J’ai retrouvé un Montfort si différent de celui que je connaissais, agrandi. Je m’y perds plus d’une fois, mais j’y sens aussi un professionnalisme qui me plaît.

équipe dans des escaliers
L’équipe de l’ECTI avec Dr Richard en haut avec le noeud papillon

Un accueil chaleureux et de nouveaux défis

J’ai été tellement bien accueilli et orienté par Ariane, Vivianne, Karen, Valérie, Kristine, et aussi l’équipe ECTI elle-même.

J’y œuvre depuis le 12 juillet. Je ne vous cacherai pas qu’au début, les défis furent d’une taille à laquelle je ne m’attendais pas. Mais, mon énergie débordante, mon optimisme à tout crin (je vous fais gré du qualificatif qu’emploie mon épouse!), mon goût des défis, mon désir profond d’aider tant nos patients que les membres de l’équipe, ma ténacité, et mon sens de l’humour m’animent. L’amour de mon travail, le plaisir d’enseigner; eh! je n’avais jamais eu le privilège de travailler avec des résidents. J’ai le sentiment de pouvoir redonner ce que j’ai appris au fil de mon parcours tortueux, mais si enrichissant. Maintenant, chaque matin, j’ai hâte de travailler au sein de notre équipe, une équipe dédiée au bien de nos patients. Nous grandissons en accéléré, faisons des bonds en avant.
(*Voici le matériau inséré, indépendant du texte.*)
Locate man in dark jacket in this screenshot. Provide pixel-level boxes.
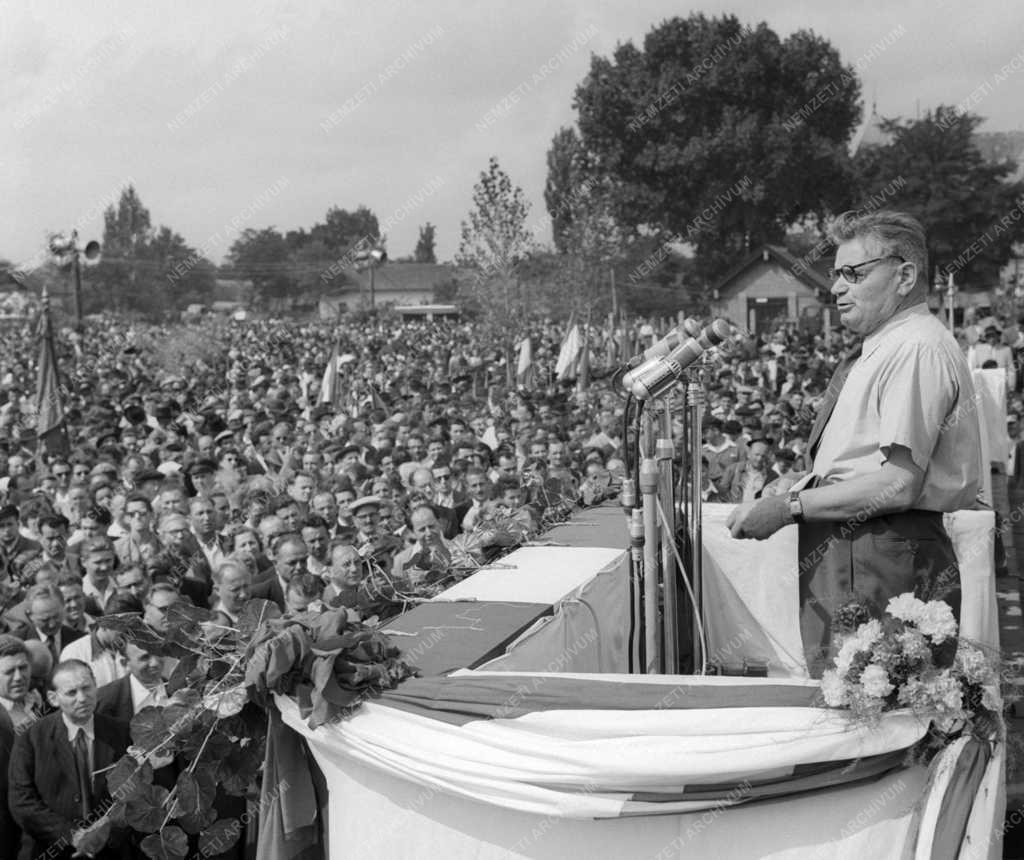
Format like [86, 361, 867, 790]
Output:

J’aime cette équipe, je les admire! Par ailleurs, les OTMC, ça, c’est autre chose…!

Je suis, vous l’aurez deviné, un passionné. Quand je participe à un happening, un « breakthrough » pour nos patients, ou un coup de barre qui porte fruit, je sens le devoir accompli. C’est ce que je ressens au niveau d’ECTI. Je veux aller chercher les forces des gens, les respecter, les voir travailler avec passion et ardeur. Quand je vois nos patients sourire, ça m’émeut, et je souris aussi. Les gens qui me connaissent vous diront que je suis un très grand, alors là très grand émotif.

Je suis aussi un avide coureur, et un motocycliste. J’aime les sports « extrêmes » (dixit mon épouse). Dans une vie antérieure, j’ai traversé le Canada à vélo en 50 jours, avec mon ami Christian. Un rite de passage. Je fais du « skike », un genre de ski de fond sur roulettes. J’aime la nature, j’ai la chance de vivre à la lisière d’une forêt, avec mon épouse qui tient le fort d’une main experte, et cuisine divinement. Nous sommes végans depuis plusieurs années. Enfin, nous partageons notre vie avec trois chiens que nous adorons, et surtout ne me faites pas parler de notre petit dernier, je deviens facilement gaga, là.

Selon des tournées avec les employés, pour les membres de l’équipe de l’ECTI l’arrivée du Dr Richard est un vent de fraicheur. Ses discussions et périodes de partage de connaissances auprès de ses collègues sont grandement appréciées et permettent à tous d’apprendre de nouvelles compétences et de nouveaux concepts. C’est aussi son approche sincère et son écoute à l’égard de l’expertise de ses collègues qui les valorisent.